Twitter anchors its roots so deeply in the lifestyle that even political turn overs are easily handled by the Tweets. This is being evident in many countries, especially during the Preident election in USA. Tense geopolitical exchanges are no longer confined to press briefings and closed-door meetings. Nowadays, many of them play out on Twitter.
In 2017, one such exchange happened when North Korea announced it had a nuclear missile capable of reaching parts of the US, raising the terrifying prospect of the isolated state starting a nuclear war. And Twitter was the primary medium through which the story developed.
From the beginning of the crisis until President Trump met the North Korean leader, Kim Jong-un, on June 30, 2019 – the first time a US President has met his North Korean counterpart – the world watched anxiously as tweets conveyed the highs and lows of the episode.
Notable moments included Mr Trump indirectly calling Mr Kim “short and fat”, as well as labelling him “little Rocket Man”. This was in response to Mr Kim calling him old. At the beginning of 2018, Mr Trump also tweeted “will someone from his depleted and food starved regime please inform Chairman Kim Jong-un that I too have a Nuclear Button, but it is a much bigger & more powerful one than his, and my Button works!”
Twitter is also used by Iran’s Supreme Leader, Ayatollah Ali Khamenei, to spread his ideology and attack other countries. This can include threatening to “uproot” Israel, which he describes as a “cancerous tumour”. Sometimes, such propaganda is not even disseminated by real humans. The Iranian regime has reportedly used fake Twitter accounts, or bots, to spread such material.
Political figures have also used Twitter to spread misleading information about Covid-19. After a fake-news investigation in early October, the platform was forced to take down the accounts of 16 high-profile supporters of Brazilian President Jair Bolsonaro.
When politicians misjudge tweets, they can also invite swift ridicule. A well-remembered example occurred during Canadian Prime Minister Justin Trudeau’s visit to India, when he uploaded an image of him in lavish traditional Indian clothing, including a turban. The famously politically correct leader was derided by his critics for misunderstanding modern India and even cultural appropriation.
But most people think that when managed wisely, Twitter is a powerful tool to connect with the society or being social.
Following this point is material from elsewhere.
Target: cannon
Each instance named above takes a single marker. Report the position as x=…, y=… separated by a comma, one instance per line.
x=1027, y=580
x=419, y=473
With much of recent years’ great power tension conducted over Twitter, it is worth considering whether a username and password are the new nuclear codes. And whether a pocketed iPhone is the new ‘football’.
The most important aspect of a US president’s handover to their successor – though the details are never publicised – is the transfer of codes to authorise a nuclear strike. In the US, these codes are contained in a briefcase, known as the “football”, which is carried by a military aide who never leaves the President’s side.